The second was a more recent burial. Flight Lieutenant Henry Lacey Smith was one of the first pilots to go into action on D-Day but his Spitfire was forced to crash land in the river near Pegasus Bridge. Smith had been listed as missing for almost 70 years – until his remains were discovered by chance in 2010.
From Ranville we drove to the series of well-preserved German bunkers that still overlook Omaha Beach – where the Americans suffered heavy casualties on D-Day. Most of these German gun emplacements were scrapped after the war, but a few survive today.
The bunkers were part of Hitler’s Atlantic Wall – a defensive system that stretched all the way from the Spanish border to Scandinavia. In Normandy the defences included a string of reinforced concrete pillboxes housing machine guns, antitank guns and light artillery; mines and antitank obstacles planted on the beaches; and underwater obstacles and mines placed in waters just off shore.
The D-Day invasion was immortalised by producer Darryl Zanuck’s 1962 film, The Longest Day, which featured an all-star cast and was shot in many of the actual locations, including at the Pegasus Bridge. Based on Cornelius Ryan’s 1959 best-seller, that movie took a magnanimous view of the war, in keeping with the contemporary need to rebuff Soviet communism.
In contrast, the 1998 film Saving Private Ryan is notable for its graphic and realistic portrayal of war. The sequence depicting the Omaha landings was considered by many to be the best battle scene of all time. This film told the story of the daring rescue of the last surviving brother in his family.
It is loosely based on the story of Fritz Niland, who took part in the D-Day landings and who was brought home from the war after three of his brothers appeared to have been killed (although it later turned out that one had actually been captured). The other two Niland brothers are buried in the American cemetery at Omaha Beach.
As we drove through picturesque villages with battlefield names that once were on everyone’s lips, Alan Wilson’s attention was easily drawn to the small convoys of historic military vehicles that seemed to be everywhere. The jeeps, sidecar motorbikes, howitzers and halftracks lovingly preserved by hobbyists dressed in period uniforms travelled here from all over Europe.

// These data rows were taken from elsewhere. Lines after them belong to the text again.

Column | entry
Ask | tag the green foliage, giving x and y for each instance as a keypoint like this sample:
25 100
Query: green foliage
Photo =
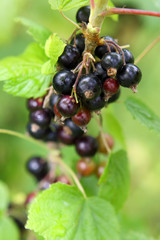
111 124
4 193
143 113
65 5
8 229
22 74
114 182
39 33
135 236
61 212
53 48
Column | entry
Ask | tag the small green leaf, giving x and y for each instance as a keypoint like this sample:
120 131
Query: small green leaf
114 182
135 236
8 229
61 212
48 67
39 33
115 17
23 75
143 113
66 5
4 193
54 47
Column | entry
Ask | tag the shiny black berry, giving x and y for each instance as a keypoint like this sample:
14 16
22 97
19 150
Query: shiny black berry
41 117
101 50
70 57
54 99
79 42
83 14
95 104
67 106
112 60
130 75
38 167
129 58
86 146
114 97
89 86
35 104
63 82
36 131
65 135
75 130
100 72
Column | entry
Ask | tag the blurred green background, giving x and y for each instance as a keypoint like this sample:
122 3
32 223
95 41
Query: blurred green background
142 209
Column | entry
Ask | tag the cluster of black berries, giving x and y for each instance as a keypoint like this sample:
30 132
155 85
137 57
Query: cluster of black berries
76 94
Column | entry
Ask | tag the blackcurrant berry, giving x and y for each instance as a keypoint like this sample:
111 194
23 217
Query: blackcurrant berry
101 50
95 104
100 72
41 117
86 146
82 117
114 97
129 58
36 131
70 57
63 81
67 106
75 130
130 75
56 111
54 99
112 60
65 135
79 42
85 166
111 85
109 140
100 169
83 14
89 86
38 167
51 136
35 104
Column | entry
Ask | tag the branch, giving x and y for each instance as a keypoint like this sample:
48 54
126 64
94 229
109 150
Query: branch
128 11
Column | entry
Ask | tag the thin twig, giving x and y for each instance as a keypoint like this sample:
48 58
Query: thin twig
147 49
69 170
75 24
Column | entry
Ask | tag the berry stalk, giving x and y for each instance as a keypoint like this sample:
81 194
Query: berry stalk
128 11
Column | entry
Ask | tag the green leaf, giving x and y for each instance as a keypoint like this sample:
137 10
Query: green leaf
135 236
114 182
61 212
66 5
114 17
23 75
4 193
48 67
111 124
8 229
143 113
54 47
38 32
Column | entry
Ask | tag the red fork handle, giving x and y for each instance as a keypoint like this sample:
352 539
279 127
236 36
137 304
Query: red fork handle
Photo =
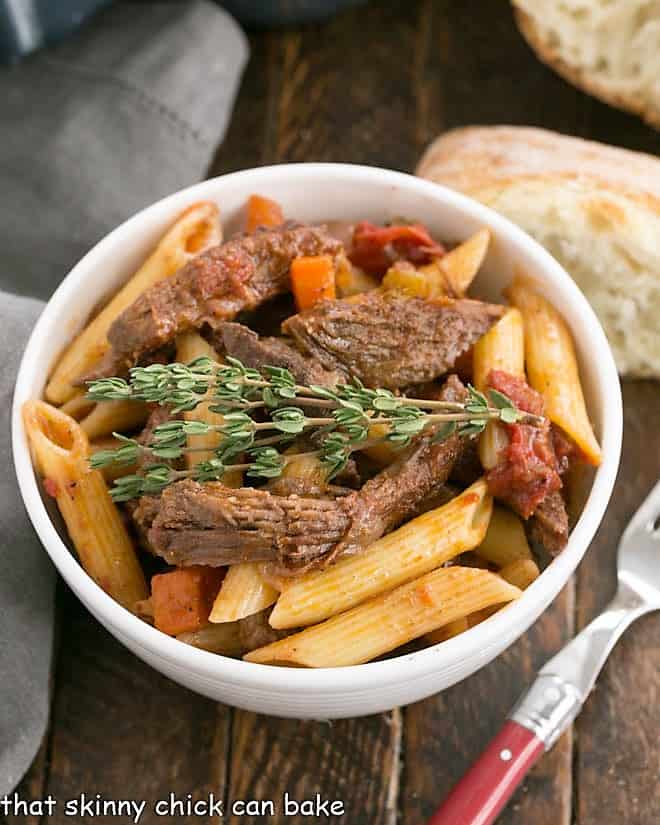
488 785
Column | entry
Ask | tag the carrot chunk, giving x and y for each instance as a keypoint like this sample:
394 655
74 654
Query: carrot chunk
182 599
312 280
263 212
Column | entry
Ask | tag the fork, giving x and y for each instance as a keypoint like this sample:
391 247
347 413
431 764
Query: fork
562 686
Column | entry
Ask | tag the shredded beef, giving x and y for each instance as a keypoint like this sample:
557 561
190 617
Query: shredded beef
215 525
241 342
548 526
215 286
391 340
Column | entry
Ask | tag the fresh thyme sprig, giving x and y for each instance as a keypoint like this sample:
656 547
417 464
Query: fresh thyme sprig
236 392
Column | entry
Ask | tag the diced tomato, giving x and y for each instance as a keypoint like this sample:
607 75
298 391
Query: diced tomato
518 390
375 248
566 450
182 599
529 469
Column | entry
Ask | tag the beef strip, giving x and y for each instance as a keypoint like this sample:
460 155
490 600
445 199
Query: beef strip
215 525
548 526
215 286
392 496
241 342
391 340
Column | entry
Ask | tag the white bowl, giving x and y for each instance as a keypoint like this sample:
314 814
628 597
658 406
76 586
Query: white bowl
313 192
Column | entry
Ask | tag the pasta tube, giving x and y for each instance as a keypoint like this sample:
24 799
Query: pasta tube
414 549
78 406
520 573
111 471
109 417
244 592
390 620
60 449
349 280
451 629
552 366
461 265
501 348
216 638
505 540
196 229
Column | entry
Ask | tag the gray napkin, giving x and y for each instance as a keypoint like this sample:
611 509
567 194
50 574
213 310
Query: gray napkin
127 111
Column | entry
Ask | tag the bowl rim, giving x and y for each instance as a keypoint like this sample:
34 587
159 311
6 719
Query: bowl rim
509 623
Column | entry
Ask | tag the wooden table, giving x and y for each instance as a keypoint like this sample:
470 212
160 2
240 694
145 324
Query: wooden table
374 86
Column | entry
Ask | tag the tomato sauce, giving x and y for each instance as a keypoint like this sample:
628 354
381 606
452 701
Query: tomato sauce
375 248
529 468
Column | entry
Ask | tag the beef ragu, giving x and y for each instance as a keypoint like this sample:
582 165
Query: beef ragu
359 447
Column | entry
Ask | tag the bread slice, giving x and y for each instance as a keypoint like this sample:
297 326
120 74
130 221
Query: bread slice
609 49
594 207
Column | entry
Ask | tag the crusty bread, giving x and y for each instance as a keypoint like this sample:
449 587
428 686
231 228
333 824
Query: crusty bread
609 48
596 208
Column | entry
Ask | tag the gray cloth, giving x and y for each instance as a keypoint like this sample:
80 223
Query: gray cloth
127 111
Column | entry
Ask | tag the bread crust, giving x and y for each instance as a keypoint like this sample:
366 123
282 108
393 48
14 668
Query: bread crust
595 207
473 159
583 80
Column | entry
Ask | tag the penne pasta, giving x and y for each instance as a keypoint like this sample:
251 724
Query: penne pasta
505 541
109 417
111 471
216 638
520 573
414 549
196 229
552 366
60 449
449 630
244 592
461 265
501 348
387 621
78 406
450 275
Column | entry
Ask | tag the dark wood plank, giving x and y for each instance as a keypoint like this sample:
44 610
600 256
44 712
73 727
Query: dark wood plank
444 734
352 761
32 787
618 751
123 730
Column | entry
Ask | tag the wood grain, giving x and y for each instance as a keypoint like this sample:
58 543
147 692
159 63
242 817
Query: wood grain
618 750
375 85
445 734
123 730
355 761
475 69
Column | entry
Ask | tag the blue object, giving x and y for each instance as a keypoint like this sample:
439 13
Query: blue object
26 25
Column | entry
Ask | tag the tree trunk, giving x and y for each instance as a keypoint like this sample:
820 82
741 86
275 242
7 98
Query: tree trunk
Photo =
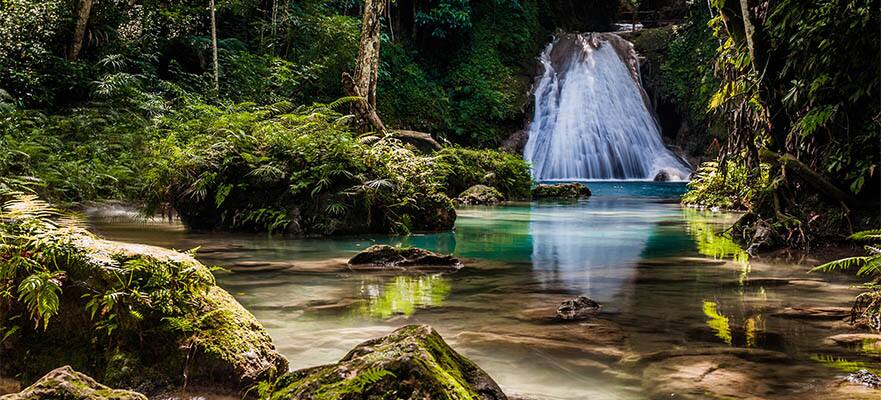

Anything with an engine will attract Wilson’s attention. He was particularly intrigued by the corroded tanks and aircraft engines recovered from the seabed off the invasion beaches that are on display at the family-run Museum of Normandy Wrecks in the little coastal town of Port-en-Bessin.
It was that mechanical interest which led Wilson to become a rally driver in 1984. This is a form of auto racing that takes place on public or private roads with modified or specially-built road-legal cars. The Monte Carlo Rally, which began in 1911, is probably the best known event of this kind.
“I competed in various parts of the European rally racing championships for eight seasons,” Wilson said proudly. “I stopped in 1993 for insurance reasons – they rated me as a smoker to compensate for taking part in rallies, so my premiums became very costly.”
These days Wilson contents himself with tooling around the Norman countryside in his classic Bentley limo, seeking out Second World War history sites.
“Around here you can’t avoid it,” he said. “The invasion looms so large in the life of the people, at all times of the year. I’ve been to most of the sites and museums and read a lot of books, but there’s always something more to find out.”
Comments
akbar says...
I have been on the beaches at Normandy.Went inside one of the pillars and stood on the hilltop. What was so amazing to me was how calm the beach was and to just imagine the chaos that had erupted there in contrast. The Burial areas are solemn sites. At the Allies you can see and hear veterans sobbing to the background of silence. At the Axis site, no visitors, just black crosses. Visited St. Michel and I just was in awe at what the men had to face during this decisive battle. Amazing.